4-6
長くて短い時間が過ぎて、デモ地を囲うフェンスの外に、黒い車が止まった。降りてきたのは宿屋のマスターと、細身の男性だった。
アマネは見覚えがあった。まだモニター越しにしか会ったことがなかったが、左耳にプレート状のピアスをしている――神庭だった。
「なんだ、もう終わってるのか」
神庭はデモ地の中心で座り込んでいる三人を一瞥してそれだけ言うと、つかつかと三人のもとへ歩み寄った。

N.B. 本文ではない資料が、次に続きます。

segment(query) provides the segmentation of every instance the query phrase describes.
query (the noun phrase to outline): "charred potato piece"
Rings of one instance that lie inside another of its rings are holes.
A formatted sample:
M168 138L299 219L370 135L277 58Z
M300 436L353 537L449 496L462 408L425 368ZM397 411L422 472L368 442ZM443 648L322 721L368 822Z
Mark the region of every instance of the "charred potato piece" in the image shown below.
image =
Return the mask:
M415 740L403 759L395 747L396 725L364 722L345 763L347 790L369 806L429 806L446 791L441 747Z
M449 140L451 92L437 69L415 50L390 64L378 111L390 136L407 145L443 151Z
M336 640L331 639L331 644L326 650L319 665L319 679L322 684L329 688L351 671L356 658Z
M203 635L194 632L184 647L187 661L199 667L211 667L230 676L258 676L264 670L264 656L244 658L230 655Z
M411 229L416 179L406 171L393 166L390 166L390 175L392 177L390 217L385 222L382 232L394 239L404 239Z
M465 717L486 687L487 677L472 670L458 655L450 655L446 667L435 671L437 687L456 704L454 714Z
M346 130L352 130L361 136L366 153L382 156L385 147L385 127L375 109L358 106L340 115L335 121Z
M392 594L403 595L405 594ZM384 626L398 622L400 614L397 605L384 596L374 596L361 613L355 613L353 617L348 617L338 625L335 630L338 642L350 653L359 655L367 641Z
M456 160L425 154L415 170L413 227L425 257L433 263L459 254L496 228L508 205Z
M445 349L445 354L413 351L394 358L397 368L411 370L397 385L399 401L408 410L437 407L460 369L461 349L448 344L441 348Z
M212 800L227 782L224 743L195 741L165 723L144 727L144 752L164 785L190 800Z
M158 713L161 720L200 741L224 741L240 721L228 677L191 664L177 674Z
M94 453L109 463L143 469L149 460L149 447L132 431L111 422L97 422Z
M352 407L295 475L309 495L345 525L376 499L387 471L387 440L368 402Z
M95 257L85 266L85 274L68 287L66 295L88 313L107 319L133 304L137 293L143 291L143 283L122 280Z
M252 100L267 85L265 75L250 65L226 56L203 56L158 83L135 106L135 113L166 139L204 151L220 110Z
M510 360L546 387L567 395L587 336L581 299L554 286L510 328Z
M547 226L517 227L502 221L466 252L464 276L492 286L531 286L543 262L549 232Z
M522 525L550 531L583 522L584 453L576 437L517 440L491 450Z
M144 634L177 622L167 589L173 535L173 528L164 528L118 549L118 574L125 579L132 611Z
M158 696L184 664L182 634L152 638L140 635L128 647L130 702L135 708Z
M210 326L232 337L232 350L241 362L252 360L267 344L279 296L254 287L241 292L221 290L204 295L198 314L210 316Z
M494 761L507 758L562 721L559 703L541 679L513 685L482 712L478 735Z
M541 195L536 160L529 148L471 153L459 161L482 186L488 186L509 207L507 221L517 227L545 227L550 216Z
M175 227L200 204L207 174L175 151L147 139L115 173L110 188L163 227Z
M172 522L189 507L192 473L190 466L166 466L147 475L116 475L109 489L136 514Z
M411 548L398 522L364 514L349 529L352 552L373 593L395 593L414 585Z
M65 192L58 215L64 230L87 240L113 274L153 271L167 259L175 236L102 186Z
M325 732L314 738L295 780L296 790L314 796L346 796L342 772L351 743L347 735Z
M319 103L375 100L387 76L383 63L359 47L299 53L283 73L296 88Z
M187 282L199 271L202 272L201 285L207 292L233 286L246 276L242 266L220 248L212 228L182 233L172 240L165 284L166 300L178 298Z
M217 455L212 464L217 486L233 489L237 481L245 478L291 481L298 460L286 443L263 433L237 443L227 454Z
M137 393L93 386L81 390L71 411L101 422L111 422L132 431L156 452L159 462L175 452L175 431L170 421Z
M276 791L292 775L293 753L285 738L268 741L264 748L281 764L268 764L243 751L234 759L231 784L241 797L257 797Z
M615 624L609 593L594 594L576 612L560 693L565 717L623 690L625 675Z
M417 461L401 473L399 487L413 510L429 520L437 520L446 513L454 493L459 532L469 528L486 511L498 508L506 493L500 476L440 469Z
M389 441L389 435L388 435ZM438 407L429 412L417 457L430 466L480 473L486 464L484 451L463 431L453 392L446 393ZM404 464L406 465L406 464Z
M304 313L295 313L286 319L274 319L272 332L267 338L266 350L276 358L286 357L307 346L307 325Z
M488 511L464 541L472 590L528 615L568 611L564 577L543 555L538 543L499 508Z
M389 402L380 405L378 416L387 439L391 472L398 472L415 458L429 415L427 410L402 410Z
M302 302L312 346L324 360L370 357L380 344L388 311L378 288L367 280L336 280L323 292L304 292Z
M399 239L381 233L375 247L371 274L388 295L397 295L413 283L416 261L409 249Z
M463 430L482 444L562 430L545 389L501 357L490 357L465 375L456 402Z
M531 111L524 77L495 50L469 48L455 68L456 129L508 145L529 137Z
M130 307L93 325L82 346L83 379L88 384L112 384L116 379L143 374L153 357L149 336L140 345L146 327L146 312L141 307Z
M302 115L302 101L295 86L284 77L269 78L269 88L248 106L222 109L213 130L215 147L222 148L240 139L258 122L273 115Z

咄嗟にウタタがユキを背に庇う。それを見て、神庭の目に不思議そうな色が浮かんだ。
「おや、怖がられていますねぇ」
神庭の後ろをぴったりと着いてきた宿屋のマスターが面白がるように笑った。
「お前が余計なこと吹き込んだんだろ」
神庭は忌々しげに宿屋のマスターを睨みつけると、はぁと嘆息した。
「木ノ窪遍。どういう状況か説明しろ」
指名されて、アマネは立ち上がった。
「ユキがウタタのブラックキューブを奪おうとして大喧嘩になったけど、もう仲直りしたところ。ユキの首に埋め込まれているチップを取り除く方法を教えて欲しい」
それだけで言うと、アマネは再び座り込んだ。
「……お前、それだけで説明を終わる気か? いい度胸してるな」
「度胸はないけど、疲れてる」
ぐったりしているアマネを見て、神庭は呆れたようだった。
「なんで立ち上がったんだよ」
「ご指名だったから? いや、おれももうちょっと話せるつもりだったんだけど、立ったらダメだった」
原因ははっきりしていた。脇腹の針が刺さったところだ。当たり所が悪かったのか、出血が止まらない。
「宮瀬、止血してやれ」
宮瀬、と呼ばれた宿屋のマスターが、アマネの横に座り込んだ。
「……おやまあ、これはよくありませんね。車に救急箱があるので取ってきます。少々お待ちください」
「ありがとうございます。えっと、宮瀬さん」
宮瀬はにこりと笑うと、「いえ、私はただの宿屋のマスターです」と言って車へ向かった。
「チップを取り除く、か。梨木転、それでいいのか?」
神庭はアマネからウタタへ矛先を変えた。
ウタタはユキを背に庇ったまま、頷いた。
「はい。僕からもお願いします」
「殺されかけたんじゃないのか?」
「……かけてません。僕は、チップが取り除かれた後のユキと話がしたいです」
神庭は「そうか」とだけ言うと、ウタタの後ろのユキへと視線を向けた。
「漆野雪。なにか言いたいことは?」
名前を呼ばれたユキがビクリと身体を震わせた。
「……ごめんなさい」
「それは何に対する謝罪だ?」
「いろいろ……。ウタタのブラックキューブを取ろうとしたり、スナイパー君に怪我をさせたり、それにカペラ吊り橋のブラックキューブを盗んで勝手に使ったり、」
「三つ目に関してはアカウント停止だ」
「え……垢バンってこと?」
告げられた処置にユキは寂しそうに俯いて、「はい」と返事をした。
「それで終わりか?」
顔を上げたユキは一瞬迷って、意を決したように神庭を見た。
「たっ……たす、けて、ほしい」
ユキの言葉を聞いて、神庭は意外そうな顔をした。
「……漆野博士の研究所の子供で、それを言えたのはお前だけだな」
きょとんとするユキをよそに、神庭は携帯端末を取り出すとどこかへ電話を掛けた。
「――お久しぶりです、氷室先生。これから怪我人を連れて行きます。子供三人、うちひとりはチップ付きです。…………ええ、チップは差し上げます。本人は返してください」
電話の内容を聞きながら、アマネたちは顔を見合わせた。意味を理解したウタタが、後ろを振り返ってユキを力いっぱい抱きしめた。
救急箱を持って戻ってきた宮瀬に応急処置を施されながら、アマネは失血で気絶した。